The major changes shaking up the healthcare system in France – in other words the ageing of the population, the increase in chronic diseases, developments in medical technologies and the depletion of public resources – present a challenge to most European public policies. In Belgium, for example, the government took up the issue in 2014, launching a reorganisation of its hospital landscape and a reform of healthcare facility financing.

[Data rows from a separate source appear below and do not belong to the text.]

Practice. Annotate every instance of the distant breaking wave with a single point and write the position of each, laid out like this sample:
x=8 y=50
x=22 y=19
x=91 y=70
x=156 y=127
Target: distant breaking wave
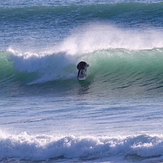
x=24 y=147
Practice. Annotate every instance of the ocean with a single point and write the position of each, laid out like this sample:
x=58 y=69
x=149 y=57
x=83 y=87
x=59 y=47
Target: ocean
x=47 y=115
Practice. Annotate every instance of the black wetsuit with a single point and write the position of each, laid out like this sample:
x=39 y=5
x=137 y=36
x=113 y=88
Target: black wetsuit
x=81 y=65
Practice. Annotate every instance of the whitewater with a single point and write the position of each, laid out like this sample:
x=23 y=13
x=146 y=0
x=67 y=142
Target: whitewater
x=47 y=115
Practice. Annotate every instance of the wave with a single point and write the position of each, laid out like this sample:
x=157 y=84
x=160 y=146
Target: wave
x=24 y=147
x=118 y=58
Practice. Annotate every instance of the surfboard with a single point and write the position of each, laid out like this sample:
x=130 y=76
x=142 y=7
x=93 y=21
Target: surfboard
x=82 y=74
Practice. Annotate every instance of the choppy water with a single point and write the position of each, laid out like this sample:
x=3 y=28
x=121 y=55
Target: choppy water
x=47 y=115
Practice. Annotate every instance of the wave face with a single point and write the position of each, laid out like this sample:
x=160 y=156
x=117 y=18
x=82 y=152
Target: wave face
x=118 y=58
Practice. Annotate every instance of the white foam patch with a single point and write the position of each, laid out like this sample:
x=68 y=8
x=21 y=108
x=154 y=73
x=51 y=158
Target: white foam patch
x=95 y=36
x=43 y=147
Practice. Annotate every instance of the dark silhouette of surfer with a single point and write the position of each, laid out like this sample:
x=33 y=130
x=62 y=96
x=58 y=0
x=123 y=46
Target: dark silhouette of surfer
x=82 y=65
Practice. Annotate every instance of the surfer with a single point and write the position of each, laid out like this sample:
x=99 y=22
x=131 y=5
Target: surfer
x=82 y=66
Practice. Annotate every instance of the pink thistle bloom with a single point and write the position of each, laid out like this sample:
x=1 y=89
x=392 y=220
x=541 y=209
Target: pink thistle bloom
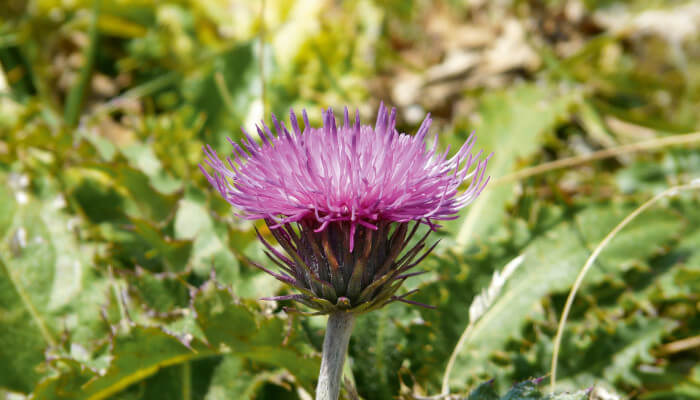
x=339 y=200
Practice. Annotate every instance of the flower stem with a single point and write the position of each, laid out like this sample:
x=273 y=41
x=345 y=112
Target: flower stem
x=335 y=345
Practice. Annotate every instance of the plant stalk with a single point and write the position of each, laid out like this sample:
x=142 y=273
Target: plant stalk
x=335 y=346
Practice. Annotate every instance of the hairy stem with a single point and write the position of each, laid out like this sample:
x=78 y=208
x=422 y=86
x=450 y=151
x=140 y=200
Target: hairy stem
x=335 y=345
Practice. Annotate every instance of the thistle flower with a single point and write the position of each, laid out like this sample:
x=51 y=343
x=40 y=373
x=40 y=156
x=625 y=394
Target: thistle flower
x=345 y=203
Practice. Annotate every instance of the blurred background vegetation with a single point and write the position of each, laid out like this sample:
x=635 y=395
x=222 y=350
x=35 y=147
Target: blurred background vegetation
x=110 y=236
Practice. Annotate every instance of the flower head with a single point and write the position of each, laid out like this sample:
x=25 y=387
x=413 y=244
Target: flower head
x=339 y=199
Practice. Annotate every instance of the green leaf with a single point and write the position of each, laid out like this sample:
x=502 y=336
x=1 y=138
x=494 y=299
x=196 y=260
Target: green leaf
x=527 y=390
x=233 y=380
x=230 y=323
x=551 y=264
x=135 y=356
x=43 y=271
x=511 y=126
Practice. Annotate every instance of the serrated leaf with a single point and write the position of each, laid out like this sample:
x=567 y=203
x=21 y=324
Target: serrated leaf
x=135 y=356
x=42 y=274
x=228 y=322
x=551 y=264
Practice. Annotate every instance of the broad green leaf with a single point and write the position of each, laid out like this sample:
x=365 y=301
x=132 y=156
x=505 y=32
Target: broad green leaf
x=551 y=264
x=43 y=271
x=511 y=125
x=527 y=390
x=233 y=380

“The government is committed to setting up 25 ‘loco-regional clinical networks’, bringing together private, public, faith-based, non faith-based, university and general hospitals according to geographic coverage criteria,” explains Marc Lemaire, CEO of VINCI Energies Belgium, an active player in the health sector and involved in almost all of the country’s hospital projects.
Fewer beds, more theatres
The merger and upgrade programme, in place for the past 5 years, seeks to meet two main objectives. First, to streamline a hospital network with a number of ageing facilities. And second, to ensure that the network, parts of which are heavily loss-making, returns to financial equilibrium.
The increase in the number of operating theatres “inevitably goes hand in hand with more technically complex requirements throughout the special building technology service chain.”
Driving this strategy – in a country that has a higher bed-to-population ratio than many of its neighbours – is the development of outpatient care. Hospitals are set to become operating machines. Those that used to house 1,000 beds and 10 operating theatres will in future have 500 beds and 40 theatres.
“This trend inevitably goes hand in hand with more technically complex requirements throughout the special building technology service chain: air conditioning, ventilation, heating, sanitary plumbing, electrical services, maintenance and of course digitisation (data flow and medical record management),” stresses Fabrice Montesi, managing director for the buildings sector within VINCI Energies Belgium.
Smarter, more comfortable hospitals
Energy performance requirements (combined heat and power, heat loss limitation, monitoring) must also incorporate a user-friendly dimension in hospitals: rooms and lounges equipped with smart technology, air conditioning and modular options that can be operated centrally and by the users themselves. For example, the maternity unit of the Grand Hôpital de Charleroi (GHdC) hospital recently added ultra-connected rooms, with access to HDTV, video games, the internet, medical information, an automation system, lighting that follows the circadian sleep-wake cycle and a wall bed allowing friends or family to spend the night with a patient.